FIPS / Federal Compliance¶
| Value | Type | Default | Required | Description |
|---|---|---|---|---|
celery_enable_sha256 |
bool/null | null |
No | When true, forces Celery to use SHA-256 message signing instead of the default SHA-1. Required in FIPS-mode environments and any environment with federal compliance mandates (FedRAMP, IL4/IL5) |
Coordinated rollout required for celery_enable_sha256
Changing celery_enable_sha256 requires a coordinated rollout. In-flight Celery tasks signed with SHA-1 cannot be verified by workers expecting SHA-256, and vice versa. During the transition window, drain all queues before deploying new workers. Rolling updates without draining will cause task signature verification failures and silently dropped async requests.

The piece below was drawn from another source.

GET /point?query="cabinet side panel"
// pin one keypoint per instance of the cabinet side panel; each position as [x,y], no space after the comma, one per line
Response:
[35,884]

8. Replica and Resource Tuning¶
Replica Counts¶
| Value | Type | Default | Required | Description |
|---|---|---|---|---|
replicaCount.gateway |
integer | 2 |
No | Number of gateway replicas. Minimum 2 for production HA. Overridden by HPA when autoscaling.horizontal.enabled: true |
replicaCount.cacher |
integer | 1 |
No | Number of cacher replicas. The cacher maintains a local cache of Kubernetes state (endpoint pods, services). Single replica is usually sufficient |
replicaCount.builder |
integer | 1 |
No | Number of builder replicas. The builder handles endpoint creation and image build jobs. Single replica is usually sufficient |
Resources¶
| Value | Type | Default | Required | Description |
|---|---|---|---|---|
resources.requests.cpu |
string/integer | 2 |
No | CPU request for control-plane pods (gateway, cacher, builder) |
resources.requests.memory |
string | unset | No | Memory request for control-plane pods |
resources.limits.cpu |
string/integer | unset | No | CPU limit for control-plane pods |
resources.limits.memory |
string | unset | No | Memory limit for control-plane pods |
replicaCount:
gateway: 2
cacher: 1
builder: 1
resources:
requests:
cpu: 2
memory: 4Gi
limits:
cpu: 4
memory: 8Gi
Pod Disruption Budget¶
| Value | Type | Default | Required | Description |
|---|---|---|---|---|
podDisruptionBudget.enabled |
bool | true |
No | Create a PodDisruptionBudget for the gateway deployment to ensure availability during node drain and rolling updates |
podDisruptionBudget.minAvailable |
integer/string | 1 |
No | Minimum number (or percentage) of gateway pods that must remain available during voluntary disruptions |
Database Initialization¶
| Value | Type | Default (values.yaml) |
Default (values_sample.yaml) |
Required | Description |
|---|---|---|---|---|---|
db.runDbMigrationScript |
bool | true |
false |
Yes on first install | Run Alembic schema migrations as a pre-install/pre-upgrade Job. Must be true on first install or the database schema will not be initialized |
db.runDbInitScript |
bool | false |
false |
No | Run the database initialization script (seed data). Only needed on fresh installs that require initial seed data |
First install: set runDbMigrationScript: true
values_sample.yaml ships with db.runDbMigrationScript: false. On a brand-new install, the database schema does not exist yet. Without migrations, model creation will fail with cryptic PostgreSQL errors about missing tables. Always override this to true on first install. After initial migration, subsequent upgrades will apply incremental migrations automatically when set to true.
Database Engine Tuning¶
These values tune the SQLAlchemy connection pool. Defaults are appropriate for most deployments. Increase pool_size and max_overflow only when you observe connection exhaustion errors under high gateway concurrency.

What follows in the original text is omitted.